Designer réputé pour son épure et sa rigueur fonctionnelle, avec des pièces de mobilier aussi ciselées que solides, Konstantin Grcic s’installe à la Galerie kreo. En marge de ses habitudes, l’exposition « Volumes » réunit six pièces énigmatiques quant à leurs fonctions. En Bleu de Savoie (marbre aux tons gris bleuté), chacune des pièces, d’un seul bloc, conjugue ainsi formes géométriques et monolithisme. Au sens littéral de ce qui consiste en une seule [mono] pierre [lithos]. Mais chacune d’elle a la particularité d’avoir un trou traversant, en son sein. Un détail intrigant, qui fait référence au lampadaire Arco (1962) des designers milanais Achille et Pier Giacomo Castiglioni. Soit une grande tige arquée, tenue par un bloc de marbre. Bloc troué de façon à pouvoir y passer un manche à balais, pour déplacer la pièce. Élément trivial contrastant avec le précieux du marbre, il aura inspiré la série Volumes.
Exposition « Volumes » de Konstantin Grcic : des monolithes en marbre
Moins fonctionnels que le lampadaire Arco, les Volumes de Konstantin Grcic cultivent l’ouverture. Tabourets, consoles, guéridons ? Le Bleu de Savoie est ici taillé dans un seul bloc, sans assemblage. Et plutôt que d’être poli au finissage, il a été sablé pour faire ressortir le grain de la pierre brute. De quoi, presque, donner à ce très luxueux marbre la perfection d’un béton extrêmement fin. Dans la continuité de cette improbable lampe Arco, en marbre certes, mais conçue pour être déplacée via un manche à balais. Faisant ressortir la chair de la pierre, par ce jeu de brouillage des fonctions, le designer allemand Konstantin Grcic rompt temporairement avec l’exigence industrielle. Laissant davantage de place, ici, à une modalité d’existence plus contemplative. Avec ce léger vertige, souhaité, de se demander à quoi pourraient servir ces objets. Ou à quoi ils ont pu servir.
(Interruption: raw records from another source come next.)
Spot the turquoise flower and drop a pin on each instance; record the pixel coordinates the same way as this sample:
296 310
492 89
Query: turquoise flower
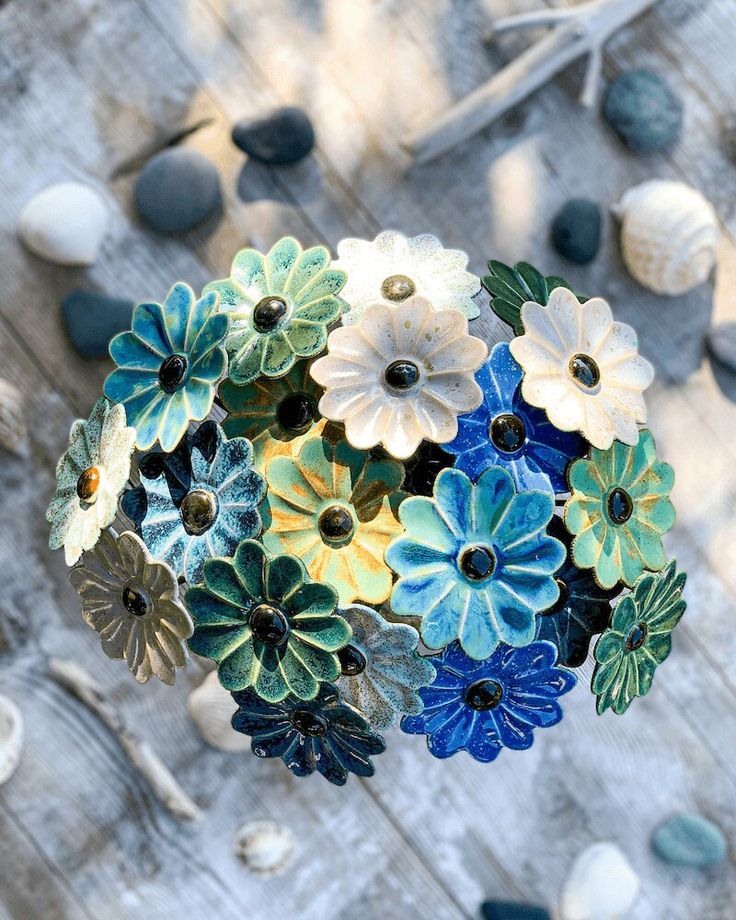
168 365
475 562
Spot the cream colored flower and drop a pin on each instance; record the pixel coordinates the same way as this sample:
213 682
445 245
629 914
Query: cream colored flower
402 374
393 268
583 368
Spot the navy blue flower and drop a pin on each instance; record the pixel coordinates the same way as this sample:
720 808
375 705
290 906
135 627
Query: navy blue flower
506 431
323 734
484 706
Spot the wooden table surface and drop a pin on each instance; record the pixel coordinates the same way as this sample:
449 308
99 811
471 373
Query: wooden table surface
88 89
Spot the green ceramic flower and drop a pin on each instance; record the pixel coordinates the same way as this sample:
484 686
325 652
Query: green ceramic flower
280 306
618 511
639 639
334 507
266 624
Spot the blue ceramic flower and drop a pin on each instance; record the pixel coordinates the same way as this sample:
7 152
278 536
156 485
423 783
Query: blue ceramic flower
475 562
506 431
168 365
484 706
323 734
208 515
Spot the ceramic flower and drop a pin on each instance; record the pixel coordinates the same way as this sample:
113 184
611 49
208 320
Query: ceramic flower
218 508
323 734
90 476
381 668
618 510
334 508
582 609
133 602
266 624
475 562
506 431
280 305
401 374
393 268
168 365
583 368
640 638
484 706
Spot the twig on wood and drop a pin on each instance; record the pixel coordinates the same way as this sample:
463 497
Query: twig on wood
163 784
577 31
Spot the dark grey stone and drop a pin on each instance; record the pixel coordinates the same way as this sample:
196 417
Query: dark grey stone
177 190
282 137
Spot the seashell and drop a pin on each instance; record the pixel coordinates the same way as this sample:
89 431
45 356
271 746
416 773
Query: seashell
11 738
211 707
265 847
601 885
669 236
65 224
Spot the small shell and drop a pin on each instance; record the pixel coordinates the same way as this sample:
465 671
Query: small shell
669 236
265 847
211 707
Volumes troués en Bleu de Savoie : entre pierre brute et design sensuel
Dans 2001, L’Odyssée de l’espace (1968), de Stanley Kubrick, il y a un monolithe énigmatique. Film au design remarquable (avec du mobilier signé Olivier Mourgue, notamment), le monolithe y incarne l’objet qui existe sans fonction définie. Qu’elle soit partiellement oubliée ou irrémédiablement perdue. Les pièces de l’exposition « Volumes » ont elles aussi de ce pouvoir magnétique qui émane des choses osant exister sans avoir de fonction. Soit qu’elles l’aient perdue, soit qu’elles n’en aient jamais eue. Pièces monolithiques à la découpe radicalement orthogonale, les Volumes de Konstantin Grcic absorbent l’attention. Comme des stèles funéraires percées d’un trou, par souci de fonctionnalisme. Ou comme des statues de marbre qui auraient sans doute troublé Leopold von Sacher-Masoch. Autant de pièces ouvertes, conçues pour la Galerie kreo, à retrouver dans l’exposition « Volumes ».